NEW YORK — The raging fire that tore through a Queens apartment building and left 240 people homeless was made worse by a “delayed notification” to 911, FDNY Fire Commissioner Daniel Nigro said Wednesday.

The tenant who lives in the Jackson Heights apartment where the fire ignited also didn’t close the door when he escaped his burning home, causing the massive 8-alarm blaze to quickly spread, Nigro said.

“You have to leave, close that door and contain the fire,” Nigro explained outside the burned-out building. “Our first units were met in the hall with heavy fire and unable to rush their lines. Three of our members were burned trying.”

The fire erupted in the 34th Ave. building near 89th St. about 1 p.m. Tuesday, officials said.

“People smelled smoke, but they notified someone else,” Nigro said. “Several fire alarms went off as well, but still people waited about 10 minutes to call 911.

“In the world of firefighting that is an eternity,” Nigro said. “What played a role in this fire was delayed notification.”

Once the fire got into the cockloft “it became uncontrollable,” Nigro said.

Ninety families who live in the building were left homeless, authorities said. The Red Cross found hotel rooms for approximately 80 families Tuesday night. The rest were able to stay with relatives, an agency spokesman said.

The fire was extinguished shortly after 12 a.m. — nearly 12 hours after the fire broke out, the FDNY said.

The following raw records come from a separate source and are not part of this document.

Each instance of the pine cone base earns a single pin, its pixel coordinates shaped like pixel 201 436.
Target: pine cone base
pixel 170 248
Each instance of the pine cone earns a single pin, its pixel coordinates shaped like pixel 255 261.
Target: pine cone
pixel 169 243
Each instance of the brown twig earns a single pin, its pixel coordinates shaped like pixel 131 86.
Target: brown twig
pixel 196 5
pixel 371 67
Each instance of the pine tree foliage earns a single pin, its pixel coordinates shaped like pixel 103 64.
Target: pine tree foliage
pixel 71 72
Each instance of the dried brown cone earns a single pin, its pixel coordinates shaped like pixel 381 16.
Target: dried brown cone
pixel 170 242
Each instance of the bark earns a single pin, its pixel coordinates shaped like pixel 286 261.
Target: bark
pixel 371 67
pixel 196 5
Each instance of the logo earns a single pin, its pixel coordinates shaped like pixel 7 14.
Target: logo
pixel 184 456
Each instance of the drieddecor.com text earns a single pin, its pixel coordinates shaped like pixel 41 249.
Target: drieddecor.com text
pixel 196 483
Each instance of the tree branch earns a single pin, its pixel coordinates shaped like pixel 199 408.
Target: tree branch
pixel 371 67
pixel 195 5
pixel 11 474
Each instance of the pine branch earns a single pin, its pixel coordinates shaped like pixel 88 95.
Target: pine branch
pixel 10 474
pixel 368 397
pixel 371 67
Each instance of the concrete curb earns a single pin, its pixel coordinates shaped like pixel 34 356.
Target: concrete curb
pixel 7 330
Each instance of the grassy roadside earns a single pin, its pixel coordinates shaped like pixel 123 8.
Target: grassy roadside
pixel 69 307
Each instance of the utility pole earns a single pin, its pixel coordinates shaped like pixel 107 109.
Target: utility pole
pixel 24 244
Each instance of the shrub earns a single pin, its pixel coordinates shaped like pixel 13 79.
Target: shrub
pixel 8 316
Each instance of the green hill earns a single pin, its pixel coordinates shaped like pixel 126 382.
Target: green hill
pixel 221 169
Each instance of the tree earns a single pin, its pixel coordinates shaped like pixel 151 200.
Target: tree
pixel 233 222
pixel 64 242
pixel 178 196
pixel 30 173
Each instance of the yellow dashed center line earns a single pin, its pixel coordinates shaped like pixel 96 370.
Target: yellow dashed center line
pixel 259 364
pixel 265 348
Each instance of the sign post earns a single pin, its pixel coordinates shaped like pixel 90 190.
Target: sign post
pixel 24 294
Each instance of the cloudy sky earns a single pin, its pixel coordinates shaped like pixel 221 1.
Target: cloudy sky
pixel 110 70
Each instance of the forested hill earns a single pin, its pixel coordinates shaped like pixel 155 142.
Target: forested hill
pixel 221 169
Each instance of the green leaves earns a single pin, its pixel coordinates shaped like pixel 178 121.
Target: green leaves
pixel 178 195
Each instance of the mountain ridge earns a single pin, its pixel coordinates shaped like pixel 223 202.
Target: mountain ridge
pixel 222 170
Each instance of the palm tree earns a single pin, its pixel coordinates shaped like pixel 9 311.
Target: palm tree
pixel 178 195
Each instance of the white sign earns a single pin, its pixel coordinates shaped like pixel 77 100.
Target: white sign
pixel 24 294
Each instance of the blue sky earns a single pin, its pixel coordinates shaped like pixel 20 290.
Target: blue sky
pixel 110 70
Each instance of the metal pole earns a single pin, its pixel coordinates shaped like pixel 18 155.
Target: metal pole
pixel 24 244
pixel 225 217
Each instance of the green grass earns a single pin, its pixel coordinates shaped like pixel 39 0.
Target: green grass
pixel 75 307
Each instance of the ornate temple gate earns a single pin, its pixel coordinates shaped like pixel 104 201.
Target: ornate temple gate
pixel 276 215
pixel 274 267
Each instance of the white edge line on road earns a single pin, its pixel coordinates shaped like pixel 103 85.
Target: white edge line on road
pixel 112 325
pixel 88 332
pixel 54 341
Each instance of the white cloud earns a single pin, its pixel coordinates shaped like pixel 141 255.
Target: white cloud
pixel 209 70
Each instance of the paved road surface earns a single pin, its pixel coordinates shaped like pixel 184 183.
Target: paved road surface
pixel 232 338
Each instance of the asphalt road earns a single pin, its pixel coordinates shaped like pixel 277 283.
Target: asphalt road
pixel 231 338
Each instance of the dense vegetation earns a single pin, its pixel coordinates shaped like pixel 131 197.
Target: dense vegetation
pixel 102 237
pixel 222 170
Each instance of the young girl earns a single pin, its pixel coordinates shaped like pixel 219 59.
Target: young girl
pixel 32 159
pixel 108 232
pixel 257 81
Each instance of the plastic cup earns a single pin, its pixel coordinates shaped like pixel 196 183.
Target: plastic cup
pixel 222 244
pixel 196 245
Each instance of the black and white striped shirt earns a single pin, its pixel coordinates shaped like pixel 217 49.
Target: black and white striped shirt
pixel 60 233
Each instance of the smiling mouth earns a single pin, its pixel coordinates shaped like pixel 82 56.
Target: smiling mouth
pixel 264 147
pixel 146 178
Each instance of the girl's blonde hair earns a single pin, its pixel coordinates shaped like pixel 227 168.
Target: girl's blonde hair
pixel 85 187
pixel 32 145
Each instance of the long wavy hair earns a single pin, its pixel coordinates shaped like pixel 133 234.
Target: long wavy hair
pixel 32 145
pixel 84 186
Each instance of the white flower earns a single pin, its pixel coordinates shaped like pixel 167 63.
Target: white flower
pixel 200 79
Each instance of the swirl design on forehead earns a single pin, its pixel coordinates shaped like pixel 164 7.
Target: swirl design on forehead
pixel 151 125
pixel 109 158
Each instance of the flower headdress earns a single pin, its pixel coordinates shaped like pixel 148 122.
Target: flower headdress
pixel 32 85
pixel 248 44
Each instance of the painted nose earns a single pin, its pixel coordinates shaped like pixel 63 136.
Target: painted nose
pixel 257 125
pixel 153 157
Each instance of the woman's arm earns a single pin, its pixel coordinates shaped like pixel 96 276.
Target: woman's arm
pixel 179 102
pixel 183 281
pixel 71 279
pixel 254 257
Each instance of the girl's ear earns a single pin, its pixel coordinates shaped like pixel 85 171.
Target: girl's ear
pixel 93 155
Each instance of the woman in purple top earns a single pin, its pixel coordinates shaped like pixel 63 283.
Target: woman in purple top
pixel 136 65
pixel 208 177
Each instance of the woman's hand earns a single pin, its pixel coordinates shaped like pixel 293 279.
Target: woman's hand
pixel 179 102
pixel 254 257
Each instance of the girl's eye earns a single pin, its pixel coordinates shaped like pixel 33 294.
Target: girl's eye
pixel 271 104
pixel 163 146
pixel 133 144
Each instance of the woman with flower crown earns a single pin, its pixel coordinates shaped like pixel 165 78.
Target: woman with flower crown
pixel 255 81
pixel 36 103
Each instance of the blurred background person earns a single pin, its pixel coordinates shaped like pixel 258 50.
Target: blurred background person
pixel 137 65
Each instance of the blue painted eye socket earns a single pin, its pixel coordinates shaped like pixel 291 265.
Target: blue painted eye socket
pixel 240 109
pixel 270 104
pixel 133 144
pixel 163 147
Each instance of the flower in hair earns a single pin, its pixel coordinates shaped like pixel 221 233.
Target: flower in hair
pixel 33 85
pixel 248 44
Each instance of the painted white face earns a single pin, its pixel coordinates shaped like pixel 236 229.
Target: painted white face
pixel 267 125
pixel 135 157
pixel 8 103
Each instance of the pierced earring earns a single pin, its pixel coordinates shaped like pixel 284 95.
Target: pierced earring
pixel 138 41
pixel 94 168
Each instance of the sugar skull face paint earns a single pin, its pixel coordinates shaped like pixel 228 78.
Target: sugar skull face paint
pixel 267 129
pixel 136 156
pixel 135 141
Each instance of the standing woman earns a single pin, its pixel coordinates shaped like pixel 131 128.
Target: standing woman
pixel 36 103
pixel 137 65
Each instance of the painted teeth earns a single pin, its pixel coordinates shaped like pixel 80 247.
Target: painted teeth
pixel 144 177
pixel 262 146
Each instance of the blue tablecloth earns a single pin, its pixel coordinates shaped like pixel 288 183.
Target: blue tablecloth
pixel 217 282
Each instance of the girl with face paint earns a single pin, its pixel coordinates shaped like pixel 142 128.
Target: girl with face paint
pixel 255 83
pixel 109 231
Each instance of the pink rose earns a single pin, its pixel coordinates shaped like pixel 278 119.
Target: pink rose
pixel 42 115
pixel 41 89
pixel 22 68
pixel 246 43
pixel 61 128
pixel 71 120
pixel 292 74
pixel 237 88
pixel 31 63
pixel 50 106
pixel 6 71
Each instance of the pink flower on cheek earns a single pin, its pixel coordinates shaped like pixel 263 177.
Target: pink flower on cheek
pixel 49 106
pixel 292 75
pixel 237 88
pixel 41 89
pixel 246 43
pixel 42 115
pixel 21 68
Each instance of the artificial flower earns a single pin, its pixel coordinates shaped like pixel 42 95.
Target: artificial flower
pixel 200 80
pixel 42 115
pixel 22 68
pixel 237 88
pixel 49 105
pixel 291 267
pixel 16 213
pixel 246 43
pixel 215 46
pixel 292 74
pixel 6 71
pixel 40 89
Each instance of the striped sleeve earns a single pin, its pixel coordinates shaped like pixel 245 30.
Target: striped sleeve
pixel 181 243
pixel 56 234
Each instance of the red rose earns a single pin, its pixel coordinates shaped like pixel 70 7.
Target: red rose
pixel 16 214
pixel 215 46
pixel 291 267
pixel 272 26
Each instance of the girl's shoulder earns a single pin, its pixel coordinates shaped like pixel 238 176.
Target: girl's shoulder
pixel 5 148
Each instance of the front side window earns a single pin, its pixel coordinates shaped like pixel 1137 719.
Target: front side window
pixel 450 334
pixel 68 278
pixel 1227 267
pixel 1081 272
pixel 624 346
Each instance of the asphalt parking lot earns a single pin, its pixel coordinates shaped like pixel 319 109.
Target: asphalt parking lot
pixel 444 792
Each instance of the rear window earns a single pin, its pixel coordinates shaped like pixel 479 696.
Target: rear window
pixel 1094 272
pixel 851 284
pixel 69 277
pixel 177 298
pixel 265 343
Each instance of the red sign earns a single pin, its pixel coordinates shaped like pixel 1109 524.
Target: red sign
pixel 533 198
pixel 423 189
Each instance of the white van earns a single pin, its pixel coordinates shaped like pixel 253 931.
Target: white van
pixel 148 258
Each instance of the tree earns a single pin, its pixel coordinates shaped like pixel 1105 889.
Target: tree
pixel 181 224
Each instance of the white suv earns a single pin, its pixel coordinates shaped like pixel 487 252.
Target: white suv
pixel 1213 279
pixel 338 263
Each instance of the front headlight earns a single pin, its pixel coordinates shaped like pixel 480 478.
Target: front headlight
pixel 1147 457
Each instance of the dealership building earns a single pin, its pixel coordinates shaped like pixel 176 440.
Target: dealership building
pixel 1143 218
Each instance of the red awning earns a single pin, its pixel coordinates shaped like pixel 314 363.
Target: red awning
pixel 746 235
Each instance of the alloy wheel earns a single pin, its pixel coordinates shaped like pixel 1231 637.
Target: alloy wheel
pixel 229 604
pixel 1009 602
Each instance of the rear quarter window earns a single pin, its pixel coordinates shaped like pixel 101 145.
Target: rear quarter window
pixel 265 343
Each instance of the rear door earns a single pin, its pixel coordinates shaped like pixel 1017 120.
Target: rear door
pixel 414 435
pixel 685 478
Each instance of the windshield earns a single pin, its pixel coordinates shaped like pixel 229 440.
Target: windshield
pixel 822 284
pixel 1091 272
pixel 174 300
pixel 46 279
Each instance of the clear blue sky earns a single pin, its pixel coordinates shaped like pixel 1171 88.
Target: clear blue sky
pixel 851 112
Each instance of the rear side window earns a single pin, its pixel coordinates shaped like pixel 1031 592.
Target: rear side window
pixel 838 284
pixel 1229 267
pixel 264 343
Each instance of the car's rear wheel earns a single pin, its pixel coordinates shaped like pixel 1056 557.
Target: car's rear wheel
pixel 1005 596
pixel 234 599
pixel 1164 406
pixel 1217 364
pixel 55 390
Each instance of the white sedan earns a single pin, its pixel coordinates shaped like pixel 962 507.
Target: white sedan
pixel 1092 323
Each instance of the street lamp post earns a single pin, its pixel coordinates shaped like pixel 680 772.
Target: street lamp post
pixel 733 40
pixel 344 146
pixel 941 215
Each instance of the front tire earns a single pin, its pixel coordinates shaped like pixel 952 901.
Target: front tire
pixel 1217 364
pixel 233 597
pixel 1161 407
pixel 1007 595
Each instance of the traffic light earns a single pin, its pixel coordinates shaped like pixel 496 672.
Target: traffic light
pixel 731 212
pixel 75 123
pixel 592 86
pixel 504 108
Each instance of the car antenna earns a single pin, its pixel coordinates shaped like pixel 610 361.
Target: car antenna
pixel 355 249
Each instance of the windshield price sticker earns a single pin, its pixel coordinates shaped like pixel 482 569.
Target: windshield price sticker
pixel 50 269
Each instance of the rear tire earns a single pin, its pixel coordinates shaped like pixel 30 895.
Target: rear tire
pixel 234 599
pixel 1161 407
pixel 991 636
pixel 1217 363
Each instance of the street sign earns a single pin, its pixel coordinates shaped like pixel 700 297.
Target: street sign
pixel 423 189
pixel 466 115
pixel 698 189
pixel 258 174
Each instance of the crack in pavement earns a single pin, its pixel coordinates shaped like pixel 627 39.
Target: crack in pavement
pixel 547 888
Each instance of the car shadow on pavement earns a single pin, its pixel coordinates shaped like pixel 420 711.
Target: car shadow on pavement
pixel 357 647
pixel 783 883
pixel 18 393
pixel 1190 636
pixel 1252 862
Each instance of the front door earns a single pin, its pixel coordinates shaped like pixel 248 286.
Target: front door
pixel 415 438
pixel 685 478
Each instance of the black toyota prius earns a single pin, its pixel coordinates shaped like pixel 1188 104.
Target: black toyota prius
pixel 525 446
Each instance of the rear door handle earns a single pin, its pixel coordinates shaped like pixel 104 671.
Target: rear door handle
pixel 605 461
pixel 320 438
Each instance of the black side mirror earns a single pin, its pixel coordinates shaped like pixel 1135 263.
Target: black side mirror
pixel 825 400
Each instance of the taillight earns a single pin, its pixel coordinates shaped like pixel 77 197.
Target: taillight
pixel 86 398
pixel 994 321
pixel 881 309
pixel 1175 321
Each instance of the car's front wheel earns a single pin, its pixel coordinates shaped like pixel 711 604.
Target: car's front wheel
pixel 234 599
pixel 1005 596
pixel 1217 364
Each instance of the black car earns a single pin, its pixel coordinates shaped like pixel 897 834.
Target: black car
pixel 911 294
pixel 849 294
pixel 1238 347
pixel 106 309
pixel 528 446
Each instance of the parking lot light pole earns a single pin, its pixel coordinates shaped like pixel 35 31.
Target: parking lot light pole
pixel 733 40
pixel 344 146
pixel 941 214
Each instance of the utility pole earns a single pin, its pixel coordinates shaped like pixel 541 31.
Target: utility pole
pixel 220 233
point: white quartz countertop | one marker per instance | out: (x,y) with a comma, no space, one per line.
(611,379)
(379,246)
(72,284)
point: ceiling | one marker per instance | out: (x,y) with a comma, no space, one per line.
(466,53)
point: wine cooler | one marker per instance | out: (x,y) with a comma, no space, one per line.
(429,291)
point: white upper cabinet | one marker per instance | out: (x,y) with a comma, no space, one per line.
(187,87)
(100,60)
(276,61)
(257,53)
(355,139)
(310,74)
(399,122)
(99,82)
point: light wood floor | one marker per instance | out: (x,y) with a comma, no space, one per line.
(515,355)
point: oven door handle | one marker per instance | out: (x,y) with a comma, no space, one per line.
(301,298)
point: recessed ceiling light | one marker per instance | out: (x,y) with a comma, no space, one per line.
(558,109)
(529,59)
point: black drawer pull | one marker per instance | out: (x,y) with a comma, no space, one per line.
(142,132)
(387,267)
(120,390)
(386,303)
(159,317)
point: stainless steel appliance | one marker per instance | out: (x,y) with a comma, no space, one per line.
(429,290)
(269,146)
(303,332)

The building is so badly damaged that Fire Marshals have been unable to get into the top floor apartment to find out what sparked the blaze.

Six residents and 19 firefighters suffered minor injuries, but the damage could have been much worse, Nigro explained.

Three years ago, 13 people were killed in a Bronx fire where the door to the burning apartment was left open, he recalled.

“This fire was on a top floor,” Nigro said of Tuesday’s inferno. “In that fire that killed 13 people, the fire was on the first floor.

“If this fire had been lower in the building there would have been a terrible result and a loss of life,” he said.